There are some things that the Chinese Government clearly doesn’t understand. The rule of law, for instance. Or that being out-negotiated in commercial dealings doesn’t necessarily reflect the fact that your counterparts spied on you. That shifting millions of your people into an occupied country isn’t likely to go down well with the original inhabitants.
Public relations is another. Two months ago, virtually no Australians would have heard of Rabiya Kadeer or the Uyghur people. While days of mayhem and violence in Urumqi in July might have raised the profile of the Uyghur cause, it has only been China’s clumsy efforts to censor all mention of Kadeer that have given her priceless publicity in this country. What would have been a non-event visit celebrated by some Bob Brown press releases suddenly became interesting. Criticising the Melbourne International Film Festival, complete with attacks by sinofascist hackers on both the MIFF (yes I spelt that right) websites and any others that mentioned Melbourne Festivals, was a good start. Demanding Australia not let Kadeer in gave the issue momentum.
But trying to get the National Press Club to cancel Kadeer’s address today went much further. Not merely did it get The Australian, not exactly the most Sinophobic media outlet around, upset, but it aroused the interest of the Press Gallery. Suddenly, now, the national media wants to cover the yarn. Even yesterday, there was little interest in covering Kadeer’s address today. But The Australian’s revelations about Chinese pressure on the NPC changed all that, given an otherwise nondescript story about China’s internal ethnic troubles a local angle. Public relations gold for Kadeer and, for that matter, the Press Club.
The only question now is whether the Chinese will complete the promotional opportunity by coordinating the protest of some local and bussed-in Chinese students against “splittists” and “western interference in Chinese internal affairs”.
There’s no doubting the nationalist feelings of Chinese students in Australia or the level of malice toward Uyghurs. At the Olympic torch ceremony in Canberra last year, the one point at which things looked like getting out of hand — if you weren’t one of the many Australian protesters mobbed by ranting Chinese students — was when a small group of Uyghurs marched out of the area in which the ceremony was being held. This prompted a surge of several hundred flag-waving students to rush the barricades nearby and scream abuse at the silent marchers. The hate in the eyes of those students was real and should worry the Paul Keatings of the world who think “the rise of China” will necessarily be a peaceful affair.

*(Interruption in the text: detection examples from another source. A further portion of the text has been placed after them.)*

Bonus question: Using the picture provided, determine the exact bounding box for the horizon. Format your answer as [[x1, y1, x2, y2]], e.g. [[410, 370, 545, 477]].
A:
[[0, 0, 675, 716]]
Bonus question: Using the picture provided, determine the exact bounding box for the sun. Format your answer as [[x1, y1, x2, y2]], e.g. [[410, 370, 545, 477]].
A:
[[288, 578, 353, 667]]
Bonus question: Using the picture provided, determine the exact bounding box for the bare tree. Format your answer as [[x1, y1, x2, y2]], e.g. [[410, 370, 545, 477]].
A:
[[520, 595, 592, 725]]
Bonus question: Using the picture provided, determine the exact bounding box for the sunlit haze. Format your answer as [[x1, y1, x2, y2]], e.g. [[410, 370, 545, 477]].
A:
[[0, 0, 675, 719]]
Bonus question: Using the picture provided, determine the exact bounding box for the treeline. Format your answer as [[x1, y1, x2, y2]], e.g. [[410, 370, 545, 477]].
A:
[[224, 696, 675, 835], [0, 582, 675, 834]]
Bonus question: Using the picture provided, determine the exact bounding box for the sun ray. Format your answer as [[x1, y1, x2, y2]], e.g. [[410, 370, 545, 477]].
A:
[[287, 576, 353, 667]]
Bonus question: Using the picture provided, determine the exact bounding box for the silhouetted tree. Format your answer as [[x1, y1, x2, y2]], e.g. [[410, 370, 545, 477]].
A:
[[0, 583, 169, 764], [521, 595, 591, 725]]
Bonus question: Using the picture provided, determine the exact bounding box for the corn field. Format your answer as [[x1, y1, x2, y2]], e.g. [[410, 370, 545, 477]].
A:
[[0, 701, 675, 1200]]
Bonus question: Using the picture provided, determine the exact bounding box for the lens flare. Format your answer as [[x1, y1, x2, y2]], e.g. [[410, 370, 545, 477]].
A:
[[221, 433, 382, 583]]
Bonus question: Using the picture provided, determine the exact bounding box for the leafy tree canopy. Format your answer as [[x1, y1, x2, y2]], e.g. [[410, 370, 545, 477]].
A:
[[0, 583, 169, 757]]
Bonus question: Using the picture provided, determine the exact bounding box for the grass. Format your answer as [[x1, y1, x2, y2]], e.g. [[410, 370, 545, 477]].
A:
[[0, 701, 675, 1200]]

The Oz editorialised against the Chinese Government, rightly. But, really, China should be encouraged to keep conducting itself in exactly the way it has been. It serves to promote the cause of its opponents in ways they could never manage themselves.
When the Palestinian human-rights activist Dr Hanan Ashrawi was awarded the 2003 Sydney Peace Prize by Sydney University’s Sydney Peace Foundation, her award and visit were opposed vehemently by the Israeli government through a campaign by its local supporters and advocates :Frank Lowy, the Australia/Israel and Jewish Affairs Council (AIJAC) and the Zionist Federation. Threats were made to pull funds out of the Sydney Peace Foundation, NSW Premier Bob Carr was lobbied to desist from personally awarding the prize and the Lord Mayor Lucy Turnbull of the City of Sydney boycotted the award. No outcry and no editorials against the Israeli government then.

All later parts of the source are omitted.